Detalhes bibliográficos
Ano de defesa: 2015
Autor(a) principal: Freitas, Markos Oliveira
Orientador(a): Não Informado pela instituição
Banca de defesa: Não Informado pela instituição
Tipo de documento: Tese
Tipo de acesso: Acesso aberto
Idioma: por
Instituição de defesa: Não Informado pela instituição
Programa de Pós-Graduação: Não Informado pela instituição
Departamento: Não Informado pela instituição
País: Não Informado pela instituição
Palavras-chave em Português:
Link de acesso: http://www.repositorio.ufc.br/handle/riufc/19824
Resumo: This work describes a technique for generating three-dimensional tetrahedral meshes using parallel computing, with shared, distributed, or hybrid memory processors.
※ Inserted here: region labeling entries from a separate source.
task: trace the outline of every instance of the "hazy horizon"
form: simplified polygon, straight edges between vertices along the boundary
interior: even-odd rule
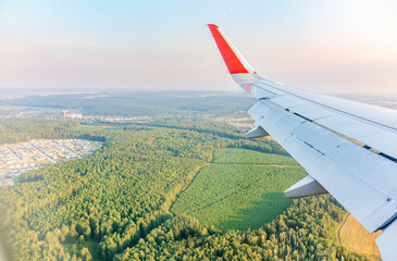
[[[327,94],[397,94],[397,3],[0,3],[0,89],[238,91],[207,23],[263,77]]]

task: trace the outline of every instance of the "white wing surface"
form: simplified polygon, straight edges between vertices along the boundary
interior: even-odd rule
[[[332,194],[397,257],[397,111],[317,95],[259,76],[216,25],[209,28],[234,80],[258,99],[247,137],[271,135],[310,174],[287,197]]]

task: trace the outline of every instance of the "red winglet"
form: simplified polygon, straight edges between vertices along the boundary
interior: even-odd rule
[[[243,63],[238,60],[236,53],[234,53],[234,51],[228,46],[225,38],[223,38],[221,33],[219,32],[218,26],[214,24],[209,24],[208,27],[210,27],[211,34],[215,39],[216,46],[221,51],[221,54],[226,63],[228,72],[231,74],[248,73],[248,71],[244,67]]]

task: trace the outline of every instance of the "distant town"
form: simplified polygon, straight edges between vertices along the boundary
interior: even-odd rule
[[[21,173],[90,154],[102,145],[84,139],[33,139],[29,142],[2,145],[0,186],[13,185]]]

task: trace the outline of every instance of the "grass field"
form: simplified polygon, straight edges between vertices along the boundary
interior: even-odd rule
[[[339,239],[349,250],[360,252],[373,260],[382,260],[375,238],[381,232],[371,235],[352,215],[349,215],[339,232]]]
[[[283,191],[306,176],[289,157],[220,149],[172,207],[220,229],[258,228],[291,203]]]
[[[291,157],[266,154],[246,149],[218,149],[213,156],[214,163],[299,165]]]

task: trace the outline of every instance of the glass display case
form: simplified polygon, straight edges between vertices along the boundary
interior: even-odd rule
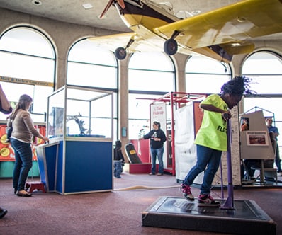
[[[38,147],[38,154],[53,191],[113,190],[113,92],[73,86],[48,97],[50,143]]]
[[[113,137],[113,93],[64,86],[48,98],[48,137]]]

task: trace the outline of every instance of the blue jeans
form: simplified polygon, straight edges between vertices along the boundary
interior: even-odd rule
[[[209,194],[213,178],[220,166],[222,151],[198,144],[196,147],[197,162],[190,170],[183,183],[191,185],[195,178],[205,171],[203,183],[201,185],[201,194]]]
[[[164,162],[162,161],[162,154],[164,154],[164,147],[159,149],[150,149],[152,158],[152,169],[151,172],[156,173],[156,160],[157,156],[159,161],[159,173],[164,173]]]
[[[33,166],[33,151],[30,144],[11,139],[15,151],[15,167],[13,175],[13,186],[15,190],[23,190],[29,170]]]
[[[113,161],[113,176],[116,178],[120,178],[122,172],[121,160]]]

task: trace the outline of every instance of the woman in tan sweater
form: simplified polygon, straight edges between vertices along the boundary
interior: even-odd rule
[[[28,95],[22,95],[8,121],[8,127],[13,127],[11,143],[15,151],[15,167],[13,174],[14,193],[21,197],[30,197],[31,193],[25,190],[26,180],[33,166],[31,144],[33,135],[48,142],[34,127],[28,110],[33,99]]]

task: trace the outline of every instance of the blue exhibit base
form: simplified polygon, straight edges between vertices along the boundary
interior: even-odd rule
[[[276,234],[276,223],[254,201],[235,200],[234,208],[198,207],[196,200],[162,197],[142,213],[142,225],[234,234]]]
[[[0,161],[0,178],[13,177],[14,161]],[[39,177],[39,170],[37,161],[33,161],[33,167],[29,171],[28,177]]]

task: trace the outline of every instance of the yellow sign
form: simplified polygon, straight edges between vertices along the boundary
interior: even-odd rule
[[[23,79],[16,79],[16,78],[9,78],[7,76],[0,76],[0,81],[7,81],[7,82],[13,82],[15,84],[54,87],[54,83],[52,82]]]

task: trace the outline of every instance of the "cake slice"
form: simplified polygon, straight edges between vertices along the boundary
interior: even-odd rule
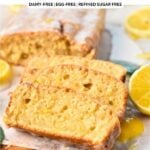
[[[80,65],[91,70],[106,73],[122,81],[125,80],[126,76],[126,69],[121,65],[117,65],[109,61],[87,59],[76,56],[53,56],[53,57],[47,57],[44,55],[35,56],[29,60],[27,70],[33,68],[56,66],[61,64]]]
[[[58,65],[33,69],[24,73],[22,83],[35,86],[58,86],[73,89],[97,99],[113,109],[120,119],[124,117],[127,89],[123,82],[93,70],[76,65]]]
[[[37,53],[94,57],[99,50],[104,17],[102,9],[24,8],[0,35],[0,58],[25,65]]]
[[[97,99],[69,89],[30,84],[21,84],[12,93],[4,121],[10,127],[89,150],[111,149],[120,133],[118,118]]]

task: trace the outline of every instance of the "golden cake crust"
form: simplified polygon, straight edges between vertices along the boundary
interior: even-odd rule
[[[15,65],[25,65],[27,58],[37,53],[93,58],[104,29],[104,16],[104,10],[62,10],[60,13],[25,8],[2,32],[0,57]],[[41,32],[48,34],[41,36]],[[55,36],[60,37],[54,40]]]
[[[26,86],[28,87],[28,89],[30,90],[30,87],[34,87],[31,84],[28,83],[24,83],[20,86]],[[41,87],[36,87],[41,88]],[[43,87],[44,88],[44,87]],[[73,92],[75,94],[78,94],[78,96],[80,97],[84,97],[84,94],[79,94],[76,93],[75,91],[71,90],[71,89],[66,89],[66,88],[58,88],[58,87],[49,87],[52,88],[54,90],[61,90],[61,91],[69,91],[69,92]],[[12,93],[13,95],[13,93]],[[92,97],[91,97],[92,98]],[[95,101],[95,103],[99,103],[97,99],[92,98],[93,101]],[[49,132],[44,132],[43,130],[39,129],[34,129],[34,128],[30,128],[30,126],[26,126],[26,125],[21,125],[17,122],[13,122],[9,120],[9,115],[11,115],[11,105],[13,104],[13,101],[15,101],[14,98],[10,99],[9,105],[6,109],[6,114],[4,116],[4,121],[5,123],[9,126],[9,127],[16,127],[16,128],[20,128],[20,129],[24,129],[25,131],[28,131],[30,133],[35,133],[41,136],[45,136],[45,137],[49,137],[49,138],[54,138],[54,139],[58,139],[58,140],[62,140],[64,142],[68,142],[68,144],[76,144],[77,146],[81,146],[84,147],[86,149],[89,150],[110,150],[116,140],[116,138],[118,137],[118,135],[120,134],[120,122],[119,120],[113,116],[113,119],[111,121],[112,124],[112,128],[109,128],[109,130],[107,130],[107,134],[105,135],[105,137],[103,137],[103,140],[100,141],[100,143],[93,143],[93,141],[91,141],[90,139],[82,139],[82,138],[76,138],[74,136],[70,137],[67,135],[58,135],[58,134],[52,134]],[[107,110],[109,111],[109,110]],[[112,110],[110,110],[111,113]],[[108,112],[107,112],[108,113]]]

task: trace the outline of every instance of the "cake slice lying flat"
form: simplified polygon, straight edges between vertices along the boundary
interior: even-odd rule
[[[123,82],[106,74],[75,65],[59,65],[30,70],[24,74],[21,82],[35,86],[66,87],[100,98],[120,119],[124,117],[127,89]]]
[[[106,73],[116,79],[124,81],[126,75],[126,69],[120,65],[96,59],[87,59],[76,56],[35,56],[29,60],[28,69],[44,68],[48,66],[56,66],[61,64],[80,65],[85,68],[96,70],[102,73]]]
[[[21,84],[12,93],[4,121],[10,127],[107,150],[120,133],[118,118],[100,101],[65,88]]]

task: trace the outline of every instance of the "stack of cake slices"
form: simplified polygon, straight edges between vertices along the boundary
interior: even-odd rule
[[[125,75],[123,67],[102,60],[35,56],[12,92],[4,121],[83,149],[111,149],[126,109]]]

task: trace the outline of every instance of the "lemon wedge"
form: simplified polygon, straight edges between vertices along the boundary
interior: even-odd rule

The input for the algorithm is a triangular mesh that models the surface of one of several objects, that might have holes in its interior or internal or boundary cracks. A binary tree structure for spatial partitioning is proposed in this work to recursively decompose the domain in as many subdomains as processes or threads in the parallel system, in which every subdomain has the geometry of a rectangular parallelepiped. This decomposition attempts to balance the amount of work in all the subdomains. The amount of work, known as load, of any mesh generator is usually given as a function of its output size, i.e., the size of the generated mesh. Therefore, a technique to estimate the size of this mesh, the total load of the domain, is needed beforehand. This work uses a refined octree, generated from the surface mesh, to estimate this load, and the decomposition is performed on top of this octree. Once the domain is decomposed, each process/thread generates the mesh in its subdomain by means of an advancing front technique, in such a way that it does not overpass the limits defined by its subdomain, and applies an improvement on it. Some of the processes/threads are responsible for generating the meshes connecting the subdomains, i.e., the interface meshes, in order to generate the whole mesh. This technique presented good speed-up results, keeping the quality of the mesh comparable to the quality of the serially generated mesh.